Contiguous memory for multidimensional array

Question

I believe this code forces memory allocation for a 3-d array to be contiguous.

void ***calloc_3d_array(size_t n3, size_t n2, size_t n1, size_t size){
  void ***array;
  size_t i, j;

  if ((array = (void***)calloc(n3, sizeof(void**))) == NULL) {
    printf("[calloc_3d] failed to allocate memory for %d 1st-pointers\n",
              (int)n3);
    return NULL;
  }

  if ((array[0] = (void**)calloc(n3*n2, sizeof(void*))) == NULL) {
    printf("[calloc_3d] failed to allocate memory for %d 2nd-pointers\n",
              (int)(n3*n2));
    free((void*)array);
    return NULL;
  }

  for (i=1; i<n3; i++) {
    array[i] = (void**)((unsigned char*)array[0]+i*n2*sizeof(void*));
  }

  if ((array[0][0] = (void*)calloc(n3*n2*n1, size)) == NULL) {
    printf("[calloc_3d] failed to alloc. memory (%d X %d X %d of size %d)\n",
              (int)n3, (int)n2, (int)n1, (int)size);
    free((void*)array[0]);
    free((void*)array);
    return NULL;
  }

  for (j=1; j<n2; j++) {
    array[0][j] = (void**)((unsigned char*)array[0][j-1]+n1*size);
  }

  for (i = 1; i < n3; i++) {
    array[i][0] = (void**)((unsigned char*)array[i-1][0]+n2*n1*size);
    for (j = 1; j < n2; j++) {
      array[i][j] = (void**)((unsigned char*)array[i][j-1]+n1*size);
    }
  }

  return array;
}

I am trying to alter this into a function that allocates a 4-d array contiguously. I do not fully understand the 3-d case flawless, so abstracting to a 4th dimension is a little shaky. I mostly unsure exactly why in any loop we have either array[i] = (void**) or array[i][j] = (void**) in the 3d code, so in the 4d code I have all the array[i][j][k] = (void***).
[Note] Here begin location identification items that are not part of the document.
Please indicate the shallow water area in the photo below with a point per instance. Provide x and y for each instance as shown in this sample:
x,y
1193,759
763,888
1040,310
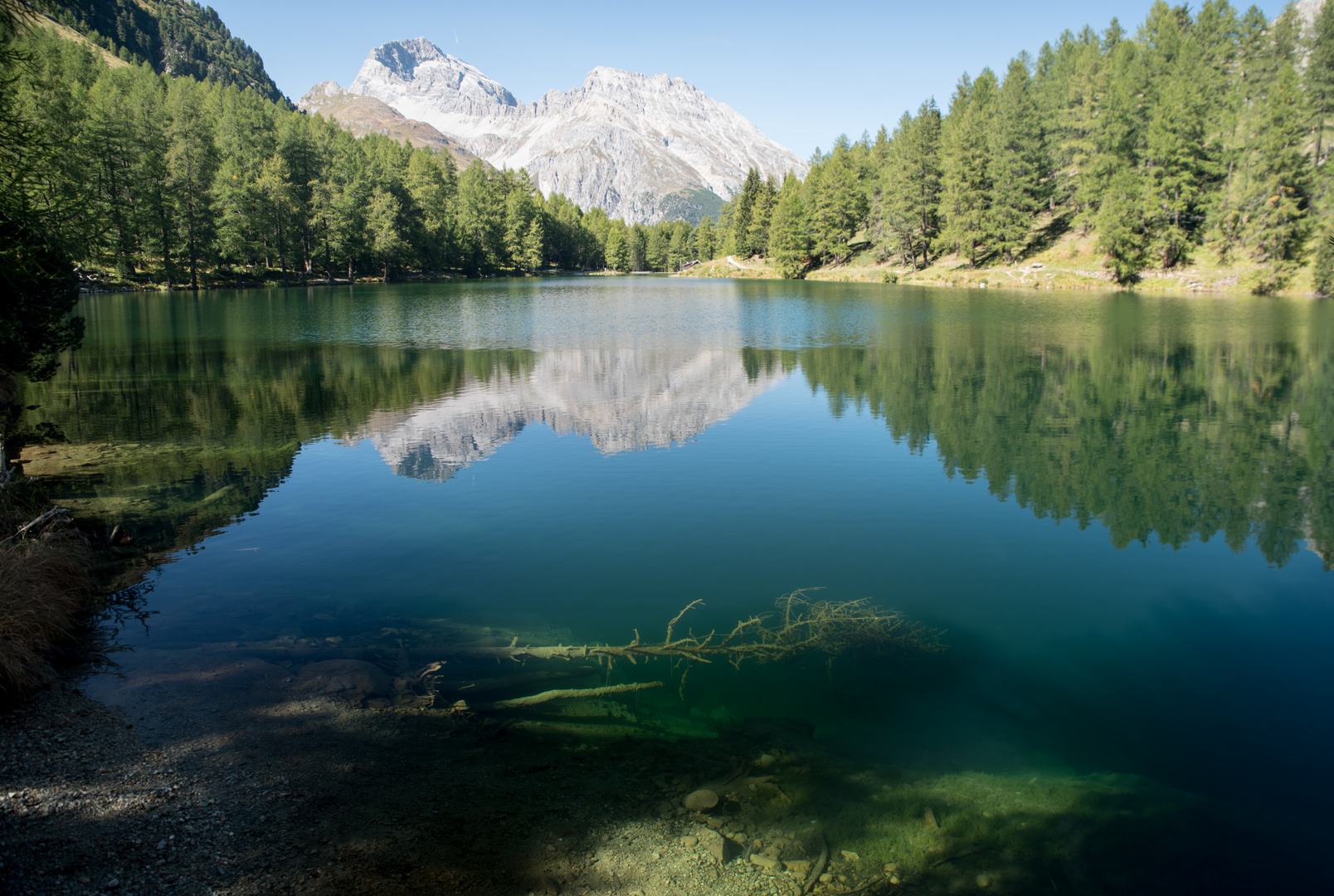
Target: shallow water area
x,y
1118,509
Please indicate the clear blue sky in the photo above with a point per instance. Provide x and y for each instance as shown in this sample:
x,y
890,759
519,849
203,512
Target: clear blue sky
x,y
802,72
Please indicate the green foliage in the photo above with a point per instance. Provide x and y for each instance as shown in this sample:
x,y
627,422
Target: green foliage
x,y
41,291
789,244
1108,431
175,37
37,271
1322,275
1197,129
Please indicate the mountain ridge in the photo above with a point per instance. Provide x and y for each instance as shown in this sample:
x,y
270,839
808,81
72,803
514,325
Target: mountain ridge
x,y
642,147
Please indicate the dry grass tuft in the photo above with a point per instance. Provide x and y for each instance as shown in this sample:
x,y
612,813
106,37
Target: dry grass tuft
x,y
44,586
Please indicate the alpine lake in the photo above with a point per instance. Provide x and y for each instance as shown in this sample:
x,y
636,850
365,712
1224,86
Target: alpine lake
x,y
1112,512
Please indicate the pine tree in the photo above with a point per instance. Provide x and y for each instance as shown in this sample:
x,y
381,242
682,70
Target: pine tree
x,y
1274,206
757,235
533,244
787,241
1177,162
743,210
190,173
966,167
1015,162
1121,226
706,236
835,203
910,184
655,247
1320,76
384,228
618,247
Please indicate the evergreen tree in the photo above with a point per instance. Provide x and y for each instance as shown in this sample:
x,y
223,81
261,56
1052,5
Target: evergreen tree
x,y
706,239
1122,232
190,173
789,244
1015,162
384,227
966,190
743,210
1274,204
835,203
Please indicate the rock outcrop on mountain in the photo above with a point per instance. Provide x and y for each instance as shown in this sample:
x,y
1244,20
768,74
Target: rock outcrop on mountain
x,y
363,115
619,399
643,149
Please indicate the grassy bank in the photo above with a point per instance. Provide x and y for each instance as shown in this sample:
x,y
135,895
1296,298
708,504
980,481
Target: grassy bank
x,y
1058,257
46,584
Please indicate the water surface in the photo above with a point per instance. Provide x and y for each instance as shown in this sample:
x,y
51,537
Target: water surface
x,y
1119,509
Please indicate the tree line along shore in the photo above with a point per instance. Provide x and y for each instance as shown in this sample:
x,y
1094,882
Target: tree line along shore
x,y
1190,153
1187,153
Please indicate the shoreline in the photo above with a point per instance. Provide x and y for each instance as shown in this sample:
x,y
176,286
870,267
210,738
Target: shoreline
x,y
1035,278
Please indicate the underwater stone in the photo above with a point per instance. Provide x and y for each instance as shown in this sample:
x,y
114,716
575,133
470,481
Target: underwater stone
x,y
348,676
701,801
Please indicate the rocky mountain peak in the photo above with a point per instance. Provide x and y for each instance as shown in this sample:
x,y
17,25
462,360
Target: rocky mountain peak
x,y
423,68
642,147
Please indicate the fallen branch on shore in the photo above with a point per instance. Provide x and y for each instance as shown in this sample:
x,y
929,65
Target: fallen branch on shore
x,y
801,627
518,703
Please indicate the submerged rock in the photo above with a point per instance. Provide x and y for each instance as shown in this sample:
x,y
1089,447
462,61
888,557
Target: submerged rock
x,y
701,801
355,679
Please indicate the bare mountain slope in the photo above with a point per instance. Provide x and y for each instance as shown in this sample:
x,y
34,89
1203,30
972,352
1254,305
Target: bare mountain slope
x,y
363,115
640,147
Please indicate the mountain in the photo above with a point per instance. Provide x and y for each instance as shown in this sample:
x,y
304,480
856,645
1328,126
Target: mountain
x,y
363,115
619,399
642,147
173,37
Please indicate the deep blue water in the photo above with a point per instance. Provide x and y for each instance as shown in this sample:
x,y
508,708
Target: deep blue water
x,y
1119,509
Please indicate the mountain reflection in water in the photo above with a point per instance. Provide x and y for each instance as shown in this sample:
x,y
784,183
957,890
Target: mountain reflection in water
x,y
621,399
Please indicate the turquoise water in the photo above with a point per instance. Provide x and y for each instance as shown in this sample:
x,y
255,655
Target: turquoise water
x,y
1119,509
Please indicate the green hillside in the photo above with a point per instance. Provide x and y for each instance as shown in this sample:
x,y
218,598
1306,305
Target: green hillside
x,y
173,37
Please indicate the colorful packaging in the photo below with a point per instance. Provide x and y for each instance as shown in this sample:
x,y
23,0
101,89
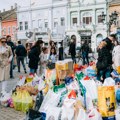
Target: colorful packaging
x,y
106,101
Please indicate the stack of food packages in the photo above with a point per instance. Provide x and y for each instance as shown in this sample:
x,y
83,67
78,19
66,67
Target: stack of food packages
x,y
70,92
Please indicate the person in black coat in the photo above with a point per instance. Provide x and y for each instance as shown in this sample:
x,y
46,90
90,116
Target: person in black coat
x,y
21,53
85,51
33,56
12,45
72,50
110,40
103,62
61,51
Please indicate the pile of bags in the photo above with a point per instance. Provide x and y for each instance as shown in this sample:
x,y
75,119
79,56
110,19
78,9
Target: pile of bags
x,y
67,92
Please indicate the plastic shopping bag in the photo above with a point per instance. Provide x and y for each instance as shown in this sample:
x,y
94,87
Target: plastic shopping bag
x,y
53,113
17,97
67,113
109,82
4,98
91,88
117,114
52,99
82,115
106,101
94,115
27,101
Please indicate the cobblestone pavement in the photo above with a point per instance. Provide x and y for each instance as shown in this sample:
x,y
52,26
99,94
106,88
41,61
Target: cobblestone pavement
x,y
9,113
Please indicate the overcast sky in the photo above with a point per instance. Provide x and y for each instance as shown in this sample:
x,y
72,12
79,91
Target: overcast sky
x,y
6,4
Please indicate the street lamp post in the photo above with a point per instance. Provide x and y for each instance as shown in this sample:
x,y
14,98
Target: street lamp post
x,y
112,19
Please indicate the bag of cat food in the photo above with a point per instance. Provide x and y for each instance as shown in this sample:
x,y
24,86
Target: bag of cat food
x,y
106,101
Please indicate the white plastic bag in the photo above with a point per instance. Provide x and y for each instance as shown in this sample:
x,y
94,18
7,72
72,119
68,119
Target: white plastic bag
x,y
94,115
21,81
91,88
67,113
117,114
52,99
82,115
53,113
109,82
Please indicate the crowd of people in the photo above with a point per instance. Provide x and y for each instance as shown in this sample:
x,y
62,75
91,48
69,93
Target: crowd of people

Here is what I currently have

void ****calloc_4d_array(size_t n4, size_t n3, size_t n2, size_t n1, size_t size){
  void ****array;
  size_t i, j, k;

  /* Alloc array of 3d pointers */
  if ((array = (void****)calloc(n4, sizeof(void***))) == NULL) {
    printf("[calloc_3d] failed to allocate memory for %d 1st-pointers\n",
              (int)n4);
    return NULL;
  }

  /* In first slot allocate a entire 2d pointer array */
  if ((array[0] = (void***)calloc(n4*n3, sizeof(void**))) == NULL) {
    printf("[calloc_3d] failed to allocate memory for %d 2nd-pointers\n",
              (int)(n4*n3));
    free((void*)array);
    return NULL;
  }

  /* Loop over slots and adjust address to accommodate 2d pointers */
  for (i = 1; i < n4; i++) {
    array[i] = (void***)((unsigned char*)array[0]+i*n3*sizeof(void**));
  }

  /* In the first 2d pointer, allocate the entire space for 1d pointers*/
  if ((array[0][0] = (void**)calloc(n4*n3*n2, sizeof(void*))) == NULL) {
    printf("[calloc_3d] failed to allocate memory for %d 3rd-pointers\n",
              (int)(n4*n3*n2));
    free((void*)array[0]);
    free((void*)array);
    return NULL;
  }

  /* Loop over other 2d slots and adjust address to accommodate type */
  for (j=1; j<n3; j++) {
    array[0][j] = (void**)((unsigned char*)array[0][j-1]+n2*size);
  }
  for (i=1; i<n4; i++) {
    array[i][0] = (void**)((unsigned char*)array[i-1][0]+n3*n2*size);
    for (j=1; j<n3; j++) {
      array[i][j] = (void**)((unsigned char*)array[i][j-1]+n2*size);
    }
  }

  /* Finally allocate for entire array */
  if ((array[0][0][0] = (void*)calloc(n4*n3*n2*n1, size)) == NULL) {
    printf("[calloc_3d] failed to alloc. memory (%d X %d X %d X %d of size %d)\n",
              (int)n4, (int)n3, (int)n2, (int) n1, (int)size);
    free((void*)array[0][0]);
    free((void*)array[0]);
    free((void*)array);
    return NULL;
  }


  for (k=1; k<n2; k++) {
    array[0][0][k] = (void***)((unsigned char*)array[0][0][k-1]+n1*size);
  }
  for (j=1; j<n3; j++) {
    array[0][j][0] = (void***)((unsigned char*)array[0][j-1][0]+n2*n1*size);
    for (k=1; k<n2; k++) {
      array[0][j][k] = (void***)((unsigned char*)array[0][j][k-1]+n1*size);
    }
  }
  for(i=1; i<n4; i++) {
    array[i][0][0] = (void***)((unsigned char*)array[i-1][0][0]+n3*n2*n1*size);
    for (j=1; j<n3; j++) {
      array[i][j][0] = (void***)((unsigned char*)array[i][j-1][0]+n2*n1*size);
      for (k=1; k<n2; k++) {
        array[i][j][k] = (void***)((unsigned char*)array[i][j][k-1]+n1*size);
      }
    }
  }

  return array;
}

Edit: The compiler gave me a warning relating to my (void***) question, and it seems to make sense that array[][] is a (void**), but I still don't know why it is happy with array[i] = (void***) instead of array[i] = (void*). Otherwise said, why is it (void*) with calloc array[0][0][0] = (void*)calloc(n4*n3*n2*n1, size), but (void***) when using the bit shifting/setting the address(?) array[0][0][k] = (void***)((unsigned char*)array[0][0][k-1]+n1*size);? I would think whatever kind of object array[][][] is either (void*) or (void***).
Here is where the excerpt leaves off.